11:50 Uhr: Plötzlich kommt ein kleiner Junge angerannt und erzählt, dass zehn Kinder gefunden wurden. Meine indischen Kollegen entdeckten sie zufällig in einem Heuhaufen. Die Knüpfstuhlbesitzer hatten sie dort kurz vor der Razzia versteckt und dabei nicht bedacht, dass die Kinder in diesem Versteck erstickt wären, hätten wir sie nicht gefunden. Ich bin erleichtert und zugleich schockiert wegen der großen Anzahl. Es zeigt sich einmal mehr, dass wir mit unseren Vermutungen recht hatten und mit einer guten Vorbereitung doch Erfolg haben können. Fünf Minuten später eilt endlich die ganze Gruppe mit den zehn Kindern herbei. Wir halten die Türen auf, und alle springen in die Autos, die mit aufheulenden Motoren losrasen. Die 10 Kinder sitzen völlig verängstigt übereinander und verstehen nicht, was gerade mit ihnen geschieht.

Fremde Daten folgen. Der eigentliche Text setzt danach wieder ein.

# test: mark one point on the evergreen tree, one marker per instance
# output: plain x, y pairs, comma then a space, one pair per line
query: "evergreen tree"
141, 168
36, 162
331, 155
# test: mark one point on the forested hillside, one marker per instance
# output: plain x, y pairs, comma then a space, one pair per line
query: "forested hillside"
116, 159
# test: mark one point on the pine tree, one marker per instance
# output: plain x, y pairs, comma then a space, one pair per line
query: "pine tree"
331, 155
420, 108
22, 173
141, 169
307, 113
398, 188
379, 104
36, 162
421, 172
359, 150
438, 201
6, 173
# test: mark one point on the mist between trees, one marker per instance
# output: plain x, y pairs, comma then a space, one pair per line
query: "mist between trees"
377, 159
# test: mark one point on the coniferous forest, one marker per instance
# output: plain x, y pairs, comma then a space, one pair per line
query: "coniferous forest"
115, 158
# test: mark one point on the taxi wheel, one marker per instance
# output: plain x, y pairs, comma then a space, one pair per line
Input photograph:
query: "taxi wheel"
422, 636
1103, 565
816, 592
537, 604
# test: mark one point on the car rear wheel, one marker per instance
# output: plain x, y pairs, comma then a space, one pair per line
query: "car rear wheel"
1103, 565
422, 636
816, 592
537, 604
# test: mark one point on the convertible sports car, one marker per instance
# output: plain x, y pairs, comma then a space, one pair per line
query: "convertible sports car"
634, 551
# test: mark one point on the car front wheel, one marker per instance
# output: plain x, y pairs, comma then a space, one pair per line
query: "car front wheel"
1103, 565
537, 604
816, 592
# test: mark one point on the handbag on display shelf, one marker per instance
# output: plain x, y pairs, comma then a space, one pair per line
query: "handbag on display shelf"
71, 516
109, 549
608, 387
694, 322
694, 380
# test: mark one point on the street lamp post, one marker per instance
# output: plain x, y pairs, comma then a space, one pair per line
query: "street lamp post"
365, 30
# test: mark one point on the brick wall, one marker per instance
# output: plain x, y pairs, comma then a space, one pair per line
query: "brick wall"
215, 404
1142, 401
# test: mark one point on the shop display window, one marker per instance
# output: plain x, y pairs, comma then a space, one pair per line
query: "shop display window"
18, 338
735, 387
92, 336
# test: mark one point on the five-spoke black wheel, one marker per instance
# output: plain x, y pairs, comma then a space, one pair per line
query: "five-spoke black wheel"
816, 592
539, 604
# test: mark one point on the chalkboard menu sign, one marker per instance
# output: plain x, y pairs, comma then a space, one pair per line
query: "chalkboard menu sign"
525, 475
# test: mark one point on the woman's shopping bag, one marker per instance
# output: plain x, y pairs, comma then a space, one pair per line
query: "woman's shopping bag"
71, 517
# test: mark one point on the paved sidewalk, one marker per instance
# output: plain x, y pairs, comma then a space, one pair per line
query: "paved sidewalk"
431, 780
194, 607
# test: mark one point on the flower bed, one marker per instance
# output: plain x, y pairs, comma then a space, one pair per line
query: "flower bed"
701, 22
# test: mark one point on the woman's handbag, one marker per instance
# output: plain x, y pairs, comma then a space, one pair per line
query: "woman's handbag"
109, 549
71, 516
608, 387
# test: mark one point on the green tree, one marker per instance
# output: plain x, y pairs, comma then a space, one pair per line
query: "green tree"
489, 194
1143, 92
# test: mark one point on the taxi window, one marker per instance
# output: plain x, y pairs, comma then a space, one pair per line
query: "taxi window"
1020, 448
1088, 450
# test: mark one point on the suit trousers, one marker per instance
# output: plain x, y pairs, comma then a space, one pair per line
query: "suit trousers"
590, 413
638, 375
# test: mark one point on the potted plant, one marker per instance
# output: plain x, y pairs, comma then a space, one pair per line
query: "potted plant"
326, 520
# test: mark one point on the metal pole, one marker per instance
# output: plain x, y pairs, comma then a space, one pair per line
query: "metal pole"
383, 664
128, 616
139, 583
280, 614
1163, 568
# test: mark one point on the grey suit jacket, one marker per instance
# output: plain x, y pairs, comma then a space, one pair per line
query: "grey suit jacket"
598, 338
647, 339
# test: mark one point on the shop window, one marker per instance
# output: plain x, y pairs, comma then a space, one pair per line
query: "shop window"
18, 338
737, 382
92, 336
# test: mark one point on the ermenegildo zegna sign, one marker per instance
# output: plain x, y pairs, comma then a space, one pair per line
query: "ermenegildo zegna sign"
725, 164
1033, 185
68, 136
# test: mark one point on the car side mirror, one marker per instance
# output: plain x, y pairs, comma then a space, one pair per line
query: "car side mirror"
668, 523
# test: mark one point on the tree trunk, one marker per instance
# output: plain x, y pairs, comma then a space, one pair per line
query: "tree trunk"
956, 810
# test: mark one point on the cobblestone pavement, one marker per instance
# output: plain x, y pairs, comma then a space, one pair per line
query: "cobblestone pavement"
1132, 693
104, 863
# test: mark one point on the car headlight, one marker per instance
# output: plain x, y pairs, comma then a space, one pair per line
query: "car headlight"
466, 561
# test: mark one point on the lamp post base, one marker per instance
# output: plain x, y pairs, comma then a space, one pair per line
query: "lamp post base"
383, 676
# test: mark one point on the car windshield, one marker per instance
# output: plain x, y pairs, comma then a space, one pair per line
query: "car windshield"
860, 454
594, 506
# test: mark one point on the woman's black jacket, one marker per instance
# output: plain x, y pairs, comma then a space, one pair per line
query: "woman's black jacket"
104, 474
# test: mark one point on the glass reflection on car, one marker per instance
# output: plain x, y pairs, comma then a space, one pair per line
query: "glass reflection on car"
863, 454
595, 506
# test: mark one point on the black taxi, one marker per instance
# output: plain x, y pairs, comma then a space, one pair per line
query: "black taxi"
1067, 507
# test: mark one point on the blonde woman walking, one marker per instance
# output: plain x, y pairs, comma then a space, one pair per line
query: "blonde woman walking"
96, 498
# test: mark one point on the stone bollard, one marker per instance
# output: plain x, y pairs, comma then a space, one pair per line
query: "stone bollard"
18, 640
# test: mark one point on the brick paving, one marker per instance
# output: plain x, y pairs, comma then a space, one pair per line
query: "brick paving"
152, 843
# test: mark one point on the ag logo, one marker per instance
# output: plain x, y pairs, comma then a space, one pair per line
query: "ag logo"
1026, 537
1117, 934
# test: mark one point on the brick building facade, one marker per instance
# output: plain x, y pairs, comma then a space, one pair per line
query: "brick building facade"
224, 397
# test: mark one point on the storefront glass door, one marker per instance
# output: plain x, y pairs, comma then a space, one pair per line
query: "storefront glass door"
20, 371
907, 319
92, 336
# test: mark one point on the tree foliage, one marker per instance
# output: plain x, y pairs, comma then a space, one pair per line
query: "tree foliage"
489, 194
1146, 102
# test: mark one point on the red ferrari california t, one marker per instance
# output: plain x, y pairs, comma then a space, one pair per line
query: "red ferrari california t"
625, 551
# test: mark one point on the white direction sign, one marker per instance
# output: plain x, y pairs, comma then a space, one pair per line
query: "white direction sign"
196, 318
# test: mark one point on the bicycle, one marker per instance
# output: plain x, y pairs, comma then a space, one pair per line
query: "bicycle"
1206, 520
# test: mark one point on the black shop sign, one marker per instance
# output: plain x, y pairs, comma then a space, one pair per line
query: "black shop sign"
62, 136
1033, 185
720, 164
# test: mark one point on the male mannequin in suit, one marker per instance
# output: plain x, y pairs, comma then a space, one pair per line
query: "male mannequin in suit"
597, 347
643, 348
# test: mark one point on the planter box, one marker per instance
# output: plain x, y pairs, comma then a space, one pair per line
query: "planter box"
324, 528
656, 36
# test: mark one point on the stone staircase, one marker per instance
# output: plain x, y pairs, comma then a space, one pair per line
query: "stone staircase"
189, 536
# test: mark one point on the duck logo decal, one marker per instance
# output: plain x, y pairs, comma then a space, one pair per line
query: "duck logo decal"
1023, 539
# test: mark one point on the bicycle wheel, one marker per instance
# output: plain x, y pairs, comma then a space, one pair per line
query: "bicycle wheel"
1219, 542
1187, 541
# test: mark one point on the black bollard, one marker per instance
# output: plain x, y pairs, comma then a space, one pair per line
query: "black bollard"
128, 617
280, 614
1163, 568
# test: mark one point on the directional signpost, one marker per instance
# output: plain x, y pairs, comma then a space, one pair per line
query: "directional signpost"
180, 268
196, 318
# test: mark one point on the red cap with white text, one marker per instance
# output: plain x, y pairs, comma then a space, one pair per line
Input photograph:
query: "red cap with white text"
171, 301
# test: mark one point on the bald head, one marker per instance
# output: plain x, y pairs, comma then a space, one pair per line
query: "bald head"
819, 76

Uns ist bewusst, dass wir keine Zeit verlieren dürfen. Bei der vorletzten Befreiungsaktion hatten vom Knüpfstuhlbesitzer bestochene Männer aus dem Dorf den Weg einfach aufgerissen, es war Regenzeit, und ein Ausweichen war nicht möglich gewesen. So konnte damals die Rückfahrt der Fahrzeuge verhindert werden. Nach wenigen Minuten Fahrt erreichen wir die Polizeistation. Ich bleibe draußen im Jeep mit Father Louis zurück. Es wäre viel zu gefährlich, nicht nur für mich, sondern auch für meine indischen Kollegen, wenn wir uns öffentlich zeigen würden. Für die korrupten Polizeibeamten und Regierungsvertreter wäre es dann nur zu klar, dass diese Aktion vom Ausland gesteuert worden war.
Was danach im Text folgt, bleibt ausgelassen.